What these unbridled women lack is a thorough knowledge of the female brain. Two of my closest friends….two fine gentlemen educated at East Coast universities, both support the staggering wealth of scientific research that proves women were created for domestic duties alone, not higher thinking. A body built for childbearing and mothering is clearly a body meant to stay in the home. If females muddle their minds with politics and other matters confusing to a women’s head, they will abandon their wifely and motherly duties and inevitably trigger the downfall of American society. 

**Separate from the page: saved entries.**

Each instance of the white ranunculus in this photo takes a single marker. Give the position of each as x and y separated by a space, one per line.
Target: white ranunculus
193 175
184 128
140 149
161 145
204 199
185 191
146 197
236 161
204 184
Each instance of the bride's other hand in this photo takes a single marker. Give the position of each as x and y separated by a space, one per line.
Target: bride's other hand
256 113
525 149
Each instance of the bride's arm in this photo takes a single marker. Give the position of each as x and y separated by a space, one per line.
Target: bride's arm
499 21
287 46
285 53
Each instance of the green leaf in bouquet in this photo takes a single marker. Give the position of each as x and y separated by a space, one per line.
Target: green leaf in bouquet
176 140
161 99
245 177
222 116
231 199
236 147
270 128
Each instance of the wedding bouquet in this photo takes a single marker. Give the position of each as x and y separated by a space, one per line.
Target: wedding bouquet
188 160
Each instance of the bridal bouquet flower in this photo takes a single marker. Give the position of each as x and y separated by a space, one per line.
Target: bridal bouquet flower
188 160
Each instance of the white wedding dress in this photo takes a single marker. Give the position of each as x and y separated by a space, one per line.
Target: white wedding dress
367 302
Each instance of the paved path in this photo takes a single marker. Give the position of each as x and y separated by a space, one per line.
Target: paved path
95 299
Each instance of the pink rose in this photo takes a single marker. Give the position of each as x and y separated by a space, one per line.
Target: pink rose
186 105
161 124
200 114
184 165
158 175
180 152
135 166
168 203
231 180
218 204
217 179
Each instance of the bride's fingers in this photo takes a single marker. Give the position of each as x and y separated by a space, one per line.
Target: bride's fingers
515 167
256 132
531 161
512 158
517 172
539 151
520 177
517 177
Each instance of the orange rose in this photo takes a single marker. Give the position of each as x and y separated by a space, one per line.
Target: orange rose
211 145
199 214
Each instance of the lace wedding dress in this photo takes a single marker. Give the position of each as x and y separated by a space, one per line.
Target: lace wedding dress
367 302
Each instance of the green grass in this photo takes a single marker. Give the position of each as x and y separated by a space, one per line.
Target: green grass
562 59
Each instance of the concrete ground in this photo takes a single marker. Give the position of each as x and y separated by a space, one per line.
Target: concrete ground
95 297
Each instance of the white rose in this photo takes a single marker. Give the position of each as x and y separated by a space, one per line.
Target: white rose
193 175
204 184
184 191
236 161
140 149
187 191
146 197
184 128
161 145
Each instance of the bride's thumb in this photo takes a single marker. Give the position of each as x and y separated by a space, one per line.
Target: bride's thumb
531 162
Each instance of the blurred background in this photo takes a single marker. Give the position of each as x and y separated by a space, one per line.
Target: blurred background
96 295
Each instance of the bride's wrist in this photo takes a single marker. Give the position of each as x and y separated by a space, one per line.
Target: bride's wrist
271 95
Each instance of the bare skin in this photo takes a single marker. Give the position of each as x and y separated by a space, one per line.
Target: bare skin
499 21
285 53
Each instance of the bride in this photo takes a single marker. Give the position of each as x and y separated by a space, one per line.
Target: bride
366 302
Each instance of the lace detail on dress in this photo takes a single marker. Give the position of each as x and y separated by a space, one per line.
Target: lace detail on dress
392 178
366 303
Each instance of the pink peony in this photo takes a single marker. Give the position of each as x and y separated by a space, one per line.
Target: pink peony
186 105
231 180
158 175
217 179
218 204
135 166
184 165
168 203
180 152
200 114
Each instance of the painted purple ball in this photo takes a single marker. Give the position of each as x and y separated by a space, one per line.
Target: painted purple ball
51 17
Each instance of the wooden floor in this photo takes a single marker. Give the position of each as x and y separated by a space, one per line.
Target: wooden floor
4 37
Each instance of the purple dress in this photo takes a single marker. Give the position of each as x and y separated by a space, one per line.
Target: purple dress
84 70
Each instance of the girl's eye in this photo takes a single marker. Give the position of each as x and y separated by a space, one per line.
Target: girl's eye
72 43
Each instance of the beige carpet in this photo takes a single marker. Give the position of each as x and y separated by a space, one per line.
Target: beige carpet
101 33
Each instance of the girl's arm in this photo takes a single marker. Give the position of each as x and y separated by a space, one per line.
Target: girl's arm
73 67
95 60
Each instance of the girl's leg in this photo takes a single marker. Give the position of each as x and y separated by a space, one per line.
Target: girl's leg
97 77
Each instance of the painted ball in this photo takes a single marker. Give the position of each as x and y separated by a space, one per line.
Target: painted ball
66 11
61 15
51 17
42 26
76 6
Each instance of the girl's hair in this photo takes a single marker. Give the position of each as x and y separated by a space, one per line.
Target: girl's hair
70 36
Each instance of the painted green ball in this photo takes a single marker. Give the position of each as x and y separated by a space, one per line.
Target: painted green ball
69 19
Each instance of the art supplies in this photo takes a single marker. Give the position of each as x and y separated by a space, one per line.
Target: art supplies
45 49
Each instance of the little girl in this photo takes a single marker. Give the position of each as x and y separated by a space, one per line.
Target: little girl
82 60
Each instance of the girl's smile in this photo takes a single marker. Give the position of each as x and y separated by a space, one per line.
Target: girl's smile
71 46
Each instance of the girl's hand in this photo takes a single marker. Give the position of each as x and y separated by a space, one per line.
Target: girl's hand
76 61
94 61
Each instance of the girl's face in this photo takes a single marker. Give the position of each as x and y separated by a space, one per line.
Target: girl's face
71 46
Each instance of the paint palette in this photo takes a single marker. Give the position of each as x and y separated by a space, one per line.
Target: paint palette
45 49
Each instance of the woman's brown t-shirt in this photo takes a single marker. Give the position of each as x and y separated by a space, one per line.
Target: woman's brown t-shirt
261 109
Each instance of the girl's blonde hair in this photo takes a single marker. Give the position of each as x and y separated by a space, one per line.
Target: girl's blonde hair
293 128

I was tickled pink at the mention of the bicycle bloomers – it was particularly cool to see how bicycles alone gave women the freedom to transport themselves independently. The quotations provided at the beginning were thought provoking, and it was horrifying to see how suffragettes were spoken about/treated by society at the time. These were rational women who simply wanted the same rights to vote as their male peers, but were dismissed either as hysterical or unfeminine and ‘not quite right’ i.e. wanting to be men.

Olivia Mead is a great MC. She is funny, and smart, and caring. She’s also ambitious, independent and rational. She knows her own mind, and she will not be swayed by those who wish to control her and turn her into a meek and obedient specimen. She’s also awfully brave – to go against her father, to plot and plan a way out, to make her voice heard.

The romance made me want to scoop up both Olivia and Henri and pat them on the head and hide them where no one can ever hurt them again. Poor Henri has already suffered so much in his life, and we forget how incredibly young he really is. Unlike 99% of the men in the story, he is also respectful, a supporter of the suffrage fight and generally a lovely, decent boy who loves Olivia for who she is, not what he wants to mould her to be.

He snickered near my ear, and we both laughed like grammar school children all the way back to my street, drunk on moonbeams and speed and the incomparable exhilaration of hanging onto another person as if one’s life depended on it. 

The strong sisterhood depicted in the novel is fantastic – from Olivia’s friends Frannie and Kate, to the ailing Genevieve, and indeed, all the unnamed, unknown suffragettes who all band together and have each other’s backs -they support each other, and cover for each other if need be.

In short, another fantastic novel from Cat Winters. She has a gift for creating entertaining historical fiction with a paranormal elements and above all, a strong message that will have you thinking about the book long after you’ve put it down.